Construction began on their new home designed by Christopher Wren began the following year, but had not been completed before the final breach between Sarah and Anne occurred in 1711. Sarah and John were evicted from their lodgings in St James and Kensington Palaces. They were allowed to keep Windsor Lodge (Sarah had been granted an irrevocable life tenancy when she accepted the title of Ranger of the Great Park), but royal funding for Blenheim Palace stopped and construction ceased. Banished from Court, Sarah stayed with her daughter at Montague House before the Churchills departed for the Continent where they remained until Anne’s death in 1714. Marlborough House, completed by then became John and Sarah’s London base.

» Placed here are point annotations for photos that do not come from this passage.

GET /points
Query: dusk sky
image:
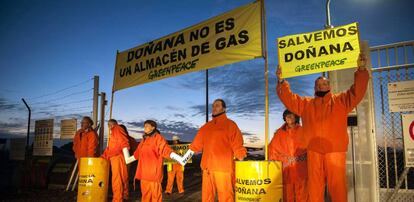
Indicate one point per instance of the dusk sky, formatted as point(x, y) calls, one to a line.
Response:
point(50, 50)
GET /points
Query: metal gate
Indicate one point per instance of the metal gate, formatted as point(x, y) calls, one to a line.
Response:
point(391, 63)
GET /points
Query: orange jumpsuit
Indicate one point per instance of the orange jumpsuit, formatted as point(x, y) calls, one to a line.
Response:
point(85, 143)
point(150, 153)
point(325, 132)
point(113, 153)
point(286, 147)
point(220, 140)
point(177, 170)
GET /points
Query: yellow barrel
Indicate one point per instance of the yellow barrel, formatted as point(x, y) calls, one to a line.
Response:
point(259, 181)
point(93, 179)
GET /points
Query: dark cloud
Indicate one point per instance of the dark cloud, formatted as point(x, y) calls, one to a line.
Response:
point(168, 128)
point(177, 115)
point(6, 105)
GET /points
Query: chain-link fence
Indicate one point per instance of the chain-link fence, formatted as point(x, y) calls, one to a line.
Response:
point(391, 63)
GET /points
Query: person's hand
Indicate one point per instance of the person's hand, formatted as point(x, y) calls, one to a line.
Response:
point(278, 73)
point(362, 61)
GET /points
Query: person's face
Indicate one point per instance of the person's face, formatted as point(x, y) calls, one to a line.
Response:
point(290, 119)
point(217, 108)
point(85, 124)
point(322, 85)
point(148, 128)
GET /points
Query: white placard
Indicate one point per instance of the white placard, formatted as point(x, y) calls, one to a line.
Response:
point(408, 133)
point(43, 143)
point(401, 96)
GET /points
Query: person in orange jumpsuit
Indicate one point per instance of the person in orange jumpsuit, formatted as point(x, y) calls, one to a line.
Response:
point(150, 153)
point(117, 141)
point(325, 130)
point(85, 140)
point(175, 170)
point(221, 141)
point(286, 146)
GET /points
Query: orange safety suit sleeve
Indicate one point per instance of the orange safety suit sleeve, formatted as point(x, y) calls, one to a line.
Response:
point(292, 101)
point(92, 144)
point(198, 143)
point(75, 144)
point(237, 142)
point(163, 148)
point(354, 95)
point(137, 151)
point(274, 149)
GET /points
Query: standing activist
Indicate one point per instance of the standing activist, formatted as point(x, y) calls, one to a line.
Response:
point(175, 170)
point(220, 140)
point(325, 130)
point(287, 146)
point(118, 140)
point(85, 140)
point(150, 153)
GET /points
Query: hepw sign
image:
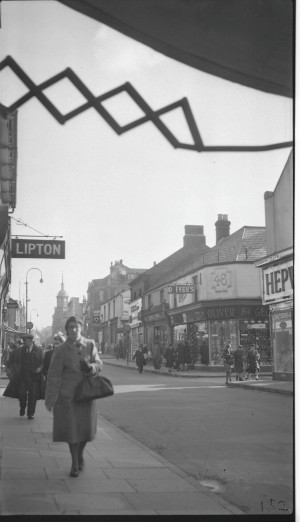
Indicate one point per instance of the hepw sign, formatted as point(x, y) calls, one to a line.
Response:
point(41, 248)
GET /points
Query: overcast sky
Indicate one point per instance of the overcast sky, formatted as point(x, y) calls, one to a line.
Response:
point(125, 197)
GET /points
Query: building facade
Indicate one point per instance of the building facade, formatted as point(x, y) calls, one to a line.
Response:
point(100, 291)
point(277, 272)
point(60, 311)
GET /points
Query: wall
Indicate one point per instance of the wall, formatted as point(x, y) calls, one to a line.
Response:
point(279, 211)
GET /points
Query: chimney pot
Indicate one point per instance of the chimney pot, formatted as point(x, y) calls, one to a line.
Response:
point(222, 227)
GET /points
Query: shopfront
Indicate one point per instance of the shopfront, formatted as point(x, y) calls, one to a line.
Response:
point(156, 330)
point(209, 328)
point(135, 323)
point(278, 290)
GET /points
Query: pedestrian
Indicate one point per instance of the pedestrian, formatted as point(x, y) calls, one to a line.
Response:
point(238, 357)
point(187, 355)
point(157, 358)
point(169, 358)
point(228, 361)
point(139, 358)
point(252, 363)
point(57, 340)
point(73, 422)
point(181, 357)
point(26, 363)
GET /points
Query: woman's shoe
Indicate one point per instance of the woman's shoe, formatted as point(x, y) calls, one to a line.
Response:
point(74, 472)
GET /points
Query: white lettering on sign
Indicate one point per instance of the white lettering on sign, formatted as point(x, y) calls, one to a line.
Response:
point(41, 248)
point(278, 281)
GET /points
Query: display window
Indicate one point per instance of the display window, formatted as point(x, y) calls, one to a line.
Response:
point(283, 340)
point(257, 333)
point(220, 333)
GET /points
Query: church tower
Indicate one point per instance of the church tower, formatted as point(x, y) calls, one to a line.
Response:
point(60, 311)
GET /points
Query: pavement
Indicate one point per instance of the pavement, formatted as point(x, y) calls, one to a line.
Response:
point(265, 382)
point(121, 477)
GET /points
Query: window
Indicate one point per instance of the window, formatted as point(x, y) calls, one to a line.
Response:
point(195, 283)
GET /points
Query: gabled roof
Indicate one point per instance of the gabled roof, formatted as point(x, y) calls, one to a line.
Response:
point(246, 244)
point(180, 257)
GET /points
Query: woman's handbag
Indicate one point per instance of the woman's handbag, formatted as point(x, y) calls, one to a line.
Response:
point(93, 387)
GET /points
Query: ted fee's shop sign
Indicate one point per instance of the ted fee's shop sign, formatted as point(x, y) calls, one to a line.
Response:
point(278, 282)
point(41, 248)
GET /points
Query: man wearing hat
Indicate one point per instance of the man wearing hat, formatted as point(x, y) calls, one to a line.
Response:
point(26, 368)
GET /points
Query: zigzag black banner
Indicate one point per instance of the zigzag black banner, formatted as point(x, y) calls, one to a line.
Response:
point(150, 115)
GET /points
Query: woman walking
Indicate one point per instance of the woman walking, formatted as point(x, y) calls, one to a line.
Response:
point(252, 363)
point(73, 422)
point(228, 362)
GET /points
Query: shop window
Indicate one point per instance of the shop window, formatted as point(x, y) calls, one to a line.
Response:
point(282, 327)
point(221, 332)
point(195, 284)
point(257, 333)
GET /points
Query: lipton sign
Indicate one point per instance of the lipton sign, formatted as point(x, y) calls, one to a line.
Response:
point(40, 248)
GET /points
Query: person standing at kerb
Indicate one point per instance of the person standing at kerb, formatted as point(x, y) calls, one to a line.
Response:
point(26, 368)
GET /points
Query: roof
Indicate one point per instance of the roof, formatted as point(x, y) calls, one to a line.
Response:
point(246, 244)
point(180, 257)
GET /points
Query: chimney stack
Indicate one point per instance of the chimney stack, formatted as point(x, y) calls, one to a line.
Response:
point(194, 239)
point(222, 227)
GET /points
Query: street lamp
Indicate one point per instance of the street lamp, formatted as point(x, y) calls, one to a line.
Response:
point(26, 283)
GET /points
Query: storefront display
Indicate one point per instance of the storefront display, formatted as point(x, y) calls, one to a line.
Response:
point(244, 324)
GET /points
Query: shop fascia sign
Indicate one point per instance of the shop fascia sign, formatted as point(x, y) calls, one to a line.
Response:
point(181, 289)
point(37, 248)
point(278, 282)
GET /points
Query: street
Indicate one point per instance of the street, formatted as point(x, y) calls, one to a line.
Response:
point(238, 443)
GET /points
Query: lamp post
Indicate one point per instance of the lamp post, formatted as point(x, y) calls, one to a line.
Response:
point(26, 283)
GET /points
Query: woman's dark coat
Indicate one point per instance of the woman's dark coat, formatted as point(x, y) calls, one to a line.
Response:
point(72, 421)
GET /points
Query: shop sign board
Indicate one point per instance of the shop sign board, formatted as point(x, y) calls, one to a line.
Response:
point(215, 313)
point(39, 249)
point(12, 304)
point(181, 289)
point(278, 282)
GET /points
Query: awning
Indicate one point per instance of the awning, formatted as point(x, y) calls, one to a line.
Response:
point(250, 42)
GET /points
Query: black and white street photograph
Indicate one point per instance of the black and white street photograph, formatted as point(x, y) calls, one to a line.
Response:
point(147, 226)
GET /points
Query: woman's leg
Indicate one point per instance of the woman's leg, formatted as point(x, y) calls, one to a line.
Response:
point(74, 454)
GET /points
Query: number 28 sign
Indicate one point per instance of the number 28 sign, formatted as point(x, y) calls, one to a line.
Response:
point(221, 280)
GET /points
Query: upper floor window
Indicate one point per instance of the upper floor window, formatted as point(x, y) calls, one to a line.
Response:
point(161, 295)
point(195, 284)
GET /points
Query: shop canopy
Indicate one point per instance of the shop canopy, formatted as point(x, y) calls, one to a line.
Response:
point(250, 42)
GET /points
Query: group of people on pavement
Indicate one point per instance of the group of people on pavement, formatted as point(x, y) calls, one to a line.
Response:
point(54, 378)
point(243, 364)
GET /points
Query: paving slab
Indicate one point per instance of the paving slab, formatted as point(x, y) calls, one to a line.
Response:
point(121, 476)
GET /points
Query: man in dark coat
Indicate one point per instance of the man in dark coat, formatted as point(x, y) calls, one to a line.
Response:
point(26, 366)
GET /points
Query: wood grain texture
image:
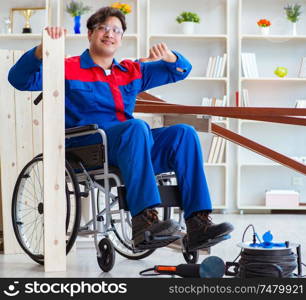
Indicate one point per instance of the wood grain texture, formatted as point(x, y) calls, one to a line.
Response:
point(54, 153)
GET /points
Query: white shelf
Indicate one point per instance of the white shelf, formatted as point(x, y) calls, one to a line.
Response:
point(189, 36)
point(297, 79)
point(84, 36)
point(263, 207)
point(255, 175)
point(223, 165)
point(24, 36)
point(260, 165)
point(207, 78)
point(272, 37)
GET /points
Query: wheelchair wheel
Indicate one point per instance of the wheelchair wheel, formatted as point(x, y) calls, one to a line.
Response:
point(107, 259)
point(120, 246)
point(28, 209)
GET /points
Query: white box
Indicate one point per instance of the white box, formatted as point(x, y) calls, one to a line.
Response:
point(282, 199)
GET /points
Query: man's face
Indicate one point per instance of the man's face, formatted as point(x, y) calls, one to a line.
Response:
point(106, 38)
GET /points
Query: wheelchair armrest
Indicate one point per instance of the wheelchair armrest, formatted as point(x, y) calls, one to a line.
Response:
point(81, 129)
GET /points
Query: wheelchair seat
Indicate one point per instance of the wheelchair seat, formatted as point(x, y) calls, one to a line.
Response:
point(88, 173)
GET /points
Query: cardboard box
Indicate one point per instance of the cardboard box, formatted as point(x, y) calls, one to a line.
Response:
point(282, 199)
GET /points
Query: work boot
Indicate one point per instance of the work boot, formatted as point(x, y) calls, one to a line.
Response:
point(148, 220)
point(202, 233)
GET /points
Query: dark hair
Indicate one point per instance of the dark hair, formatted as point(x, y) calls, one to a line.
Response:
point(102, 14)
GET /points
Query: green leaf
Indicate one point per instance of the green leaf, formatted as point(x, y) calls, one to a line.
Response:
point(77, 8)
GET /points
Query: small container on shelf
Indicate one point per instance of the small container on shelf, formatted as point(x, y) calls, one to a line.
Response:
point(282, 199)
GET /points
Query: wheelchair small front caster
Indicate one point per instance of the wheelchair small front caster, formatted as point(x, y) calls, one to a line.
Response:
point(107, 259)
point(191, 257)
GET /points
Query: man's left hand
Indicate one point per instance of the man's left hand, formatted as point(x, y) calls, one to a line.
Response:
point(158, 52)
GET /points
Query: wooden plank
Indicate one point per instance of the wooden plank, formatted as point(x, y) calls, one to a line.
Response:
point(54, 153)
point(199, 123)
point(36, 125)
point(23, 110)
point(235, 112)
point(8, 152)
point(258, 148)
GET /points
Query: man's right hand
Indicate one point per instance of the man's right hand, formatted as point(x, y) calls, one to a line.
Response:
point(55, 33)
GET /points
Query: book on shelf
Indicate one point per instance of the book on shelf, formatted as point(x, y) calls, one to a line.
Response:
point(222, 71)
point(302, 68)
point(221, 152)
point(209, 67)
point(217, 150)
point(215, 102)
point(216, 66)
point(212, 149)
point(249, 65)
point(245, 98)
point(301, 103)
point(213, 65)
point(215, 71)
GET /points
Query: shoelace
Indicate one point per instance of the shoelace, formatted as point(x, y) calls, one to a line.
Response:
point(205, 217)
point(152, 215)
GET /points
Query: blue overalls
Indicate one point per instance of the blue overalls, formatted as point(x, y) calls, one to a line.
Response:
point(93, 97)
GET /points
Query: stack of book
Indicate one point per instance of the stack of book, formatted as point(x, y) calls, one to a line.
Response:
point(216, 152)
point(245, 98)
point(300, 103)
point(216, 66)
point(302, 68)
point(215, 102)
point(249, 65)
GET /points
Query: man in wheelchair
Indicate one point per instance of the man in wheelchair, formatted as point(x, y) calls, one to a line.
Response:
point(100, 90)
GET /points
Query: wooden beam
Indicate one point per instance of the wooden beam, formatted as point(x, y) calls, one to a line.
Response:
point(200, 124)
point(54, 153)
point(8, 153)
point(219, 111)
point(258, 148)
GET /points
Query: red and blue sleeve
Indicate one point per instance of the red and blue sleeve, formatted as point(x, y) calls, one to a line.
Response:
point(160, 72)
point(26, 74)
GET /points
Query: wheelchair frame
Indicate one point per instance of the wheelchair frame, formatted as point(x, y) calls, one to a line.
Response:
point(102, 220)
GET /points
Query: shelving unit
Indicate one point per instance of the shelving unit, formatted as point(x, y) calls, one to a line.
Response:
point(75, 43)
point(207, 41)
point(257, 174)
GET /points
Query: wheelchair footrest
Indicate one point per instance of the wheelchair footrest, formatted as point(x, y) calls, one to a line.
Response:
point(207, 244)
point(154, 242)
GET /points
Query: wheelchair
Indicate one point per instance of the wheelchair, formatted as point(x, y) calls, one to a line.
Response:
point(88, 173)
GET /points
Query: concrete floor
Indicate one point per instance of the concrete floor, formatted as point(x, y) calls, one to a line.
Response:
point(82, 263)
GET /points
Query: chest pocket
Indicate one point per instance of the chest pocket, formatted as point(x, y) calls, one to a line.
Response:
point(132, 88)
point(82, 96)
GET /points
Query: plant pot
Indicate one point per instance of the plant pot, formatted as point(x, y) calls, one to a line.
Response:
point(77, 24)
point(188, 27)
point(265, 30)
point(294, 28)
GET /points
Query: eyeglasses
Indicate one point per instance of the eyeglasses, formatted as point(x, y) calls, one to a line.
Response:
point(107, 28)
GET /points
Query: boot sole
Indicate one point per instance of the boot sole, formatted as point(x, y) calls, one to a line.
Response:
point(142, 238)
point(209, 243)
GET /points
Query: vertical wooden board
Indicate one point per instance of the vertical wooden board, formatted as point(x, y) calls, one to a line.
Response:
point(54, 153)
point(7, 151)
point(1, 215)
point(23, 124)
point(36, 125)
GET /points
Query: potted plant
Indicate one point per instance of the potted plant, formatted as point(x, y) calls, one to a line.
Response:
point(76, 9)
point(293, 12)
point(264, 26)
point(188, 19)
point(123, 7)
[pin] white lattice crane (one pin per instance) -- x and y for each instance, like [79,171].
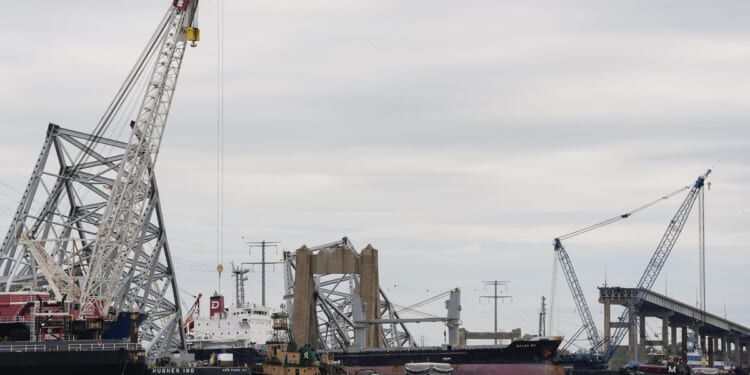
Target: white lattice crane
[106,283]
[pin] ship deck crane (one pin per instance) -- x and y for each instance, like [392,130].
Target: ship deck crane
[566,265]
[658,259]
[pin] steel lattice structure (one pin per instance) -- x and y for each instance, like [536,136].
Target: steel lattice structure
[61,210]
[334,306]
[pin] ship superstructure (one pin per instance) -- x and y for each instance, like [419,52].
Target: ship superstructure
[248,325]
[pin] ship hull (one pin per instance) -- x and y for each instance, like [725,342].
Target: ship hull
[532,357]
[474,369]
[82,362]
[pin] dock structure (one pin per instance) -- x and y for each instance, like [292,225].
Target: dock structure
[721,339]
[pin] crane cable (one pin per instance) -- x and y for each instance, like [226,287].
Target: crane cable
[620,217]
[220,138]
[552,306]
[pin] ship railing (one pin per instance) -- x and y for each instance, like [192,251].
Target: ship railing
[109,346]
[14,319]
[71,347]
[23,348]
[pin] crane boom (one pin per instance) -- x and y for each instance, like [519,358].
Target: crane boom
[575,289]
[658,260]
[570,274]
[120,227]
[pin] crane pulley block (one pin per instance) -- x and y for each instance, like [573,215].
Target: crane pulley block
[193,35]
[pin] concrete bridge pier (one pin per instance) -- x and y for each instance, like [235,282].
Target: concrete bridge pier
[642,337]
[665,332]
[683,350]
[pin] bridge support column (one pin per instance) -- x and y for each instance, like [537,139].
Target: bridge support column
[725,348]
[607,326]
[632,336]
[683,350]
[642,337]
[665,333]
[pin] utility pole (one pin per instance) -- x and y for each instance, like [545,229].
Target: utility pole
[239,284]
[495,297]
[263,245]
[542,316]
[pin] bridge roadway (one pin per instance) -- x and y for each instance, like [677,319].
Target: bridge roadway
[723,338]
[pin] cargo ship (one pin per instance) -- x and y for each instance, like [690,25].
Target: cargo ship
[40,336]
[522,356]
[241,331]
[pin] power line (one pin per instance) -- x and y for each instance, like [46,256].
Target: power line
[496,297]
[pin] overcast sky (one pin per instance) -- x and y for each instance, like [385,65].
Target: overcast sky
[458,138]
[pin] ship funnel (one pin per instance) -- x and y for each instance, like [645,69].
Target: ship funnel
[217,306]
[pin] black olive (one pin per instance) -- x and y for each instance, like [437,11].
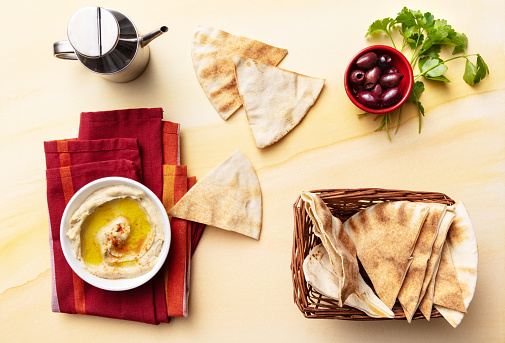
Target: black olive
[384,61]
[390,96]
[372,77]
[390,80]
[377,90]
[368,99]
[367,60]
[356,89]
[357,77]
[390,70]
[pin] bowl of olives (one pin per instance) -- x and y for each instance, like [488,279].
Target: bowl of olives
[378,79]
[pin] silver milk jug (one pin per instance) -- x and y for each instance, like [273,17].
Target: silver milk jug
[106,42]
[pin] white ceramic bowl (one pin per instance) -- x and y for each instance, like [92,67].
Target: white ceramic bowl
[76,265]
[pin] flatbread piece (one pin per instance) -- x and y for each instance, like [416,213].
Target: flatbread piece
[426,297]
[385,235]
[413,282]
[319,273]
[465,256]
[275,100]
[212,52]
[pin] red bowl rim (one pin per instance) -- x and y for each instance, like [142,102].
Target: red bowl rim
[406,91]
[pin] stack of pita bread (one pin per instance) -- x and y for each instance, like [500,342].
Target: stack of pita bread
[234,70]
[423,254]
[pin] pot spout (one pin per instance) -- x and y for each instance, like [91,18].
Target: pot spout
[146,39]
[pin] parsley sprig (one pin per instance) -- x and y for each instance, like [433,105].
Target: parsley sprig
[426,36]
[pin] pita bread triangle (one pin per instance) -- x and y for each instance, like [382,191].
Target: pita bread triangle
[228,197]
[426,296]
[464,253]
[212,51]
[413,282]
[447,292]
[275,100]
[340,249]
[385,235]
[319,272]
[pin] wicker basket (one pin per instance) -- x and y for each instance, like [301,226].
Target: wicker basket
[343,203]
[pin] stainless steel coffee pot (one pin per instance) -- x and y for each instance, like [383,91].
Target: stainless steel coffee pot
[106,42]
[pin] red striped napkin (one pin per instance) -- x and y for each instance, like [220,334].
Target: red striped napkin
[136,144]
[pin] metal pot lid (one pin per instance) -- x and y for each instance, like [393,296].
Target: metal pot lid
[93,31]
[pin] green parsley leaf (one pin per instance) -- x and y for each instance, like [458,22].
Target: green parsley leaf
[379,25]
[470,73]
[417,90]
[474,73]
[407,32]
[460,42]
[432,68]
[482,69]
[433,51]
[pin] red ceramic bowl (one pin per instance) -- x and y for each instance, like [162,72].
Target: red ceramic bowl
[399,61]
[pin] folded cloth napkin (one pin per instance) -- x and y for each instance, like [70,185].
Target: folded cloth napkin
[118,143]
[64,153]
[143,124]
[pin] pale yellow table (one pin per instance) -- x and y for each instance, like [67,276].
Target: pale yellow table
[241,288]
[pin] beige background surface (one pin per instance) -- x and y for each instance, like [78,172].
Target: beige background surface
[241,288]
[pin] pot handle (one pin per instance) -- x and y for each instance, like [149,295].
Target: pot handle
[63,49]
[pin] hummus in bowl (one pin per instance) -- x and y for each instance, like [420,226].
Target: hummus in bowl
[115,233]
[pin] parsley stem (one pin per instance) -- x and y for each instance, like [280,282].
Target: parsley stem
[399,120]
[436,65]
[391,37]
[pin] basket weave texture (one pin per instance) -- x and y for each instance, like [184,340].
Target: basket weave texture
[343,203]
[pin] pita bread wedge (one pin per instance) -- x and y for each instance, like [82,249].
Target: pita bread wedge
[275,100]
[385,235]
[341,250]
[428,289]
[228,197]
[413,282]
[447,292]
[464,253]
[212,51]
[319,273]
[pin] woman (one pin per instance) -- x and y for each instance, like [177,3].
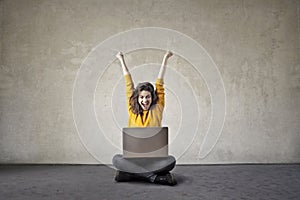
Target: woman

Although back in Royal favor under the Hanovers, the Churchills had to finish Blenheim out of their own funds. Sarah fired Vanbrugh and took charge. The east wing was ready for occupancy by 1719,
but the project was not fully compete until well after the Duke’s death in 1722.
That did not stop Sarah’s attention from turning to other projects. She purchased Wimbledon Park from the Cecil family in 1723 and had the remains of an earlier manor house there demolished. Consulting with Henry Herbert, “the architect” Earl of Pembroke, she began construction on a compact Palladian mansion there.
Sarah died at Marlborough House at the age of 84 in 1744. Over her life she purchased 26 estates, some as residences, others as real estate investments. Of her favorites, several were lost over time. Wimbledon Park House and Windsor Lodge both succumbed to fire. Holywell House was torn down in 1827. Only Marlborough House (which became a royal property in 1819)
and Blenheim Palace, her grandest creation, remain.
I can’t help but think, the idea of her daughter becoming its chatelaine was a key part in her spiritual descendant Alva Vanderbilt’s decision to force her daughter into an unhappy marriage with Sarah’s actual descendant, the 9th Duke of Marlborough.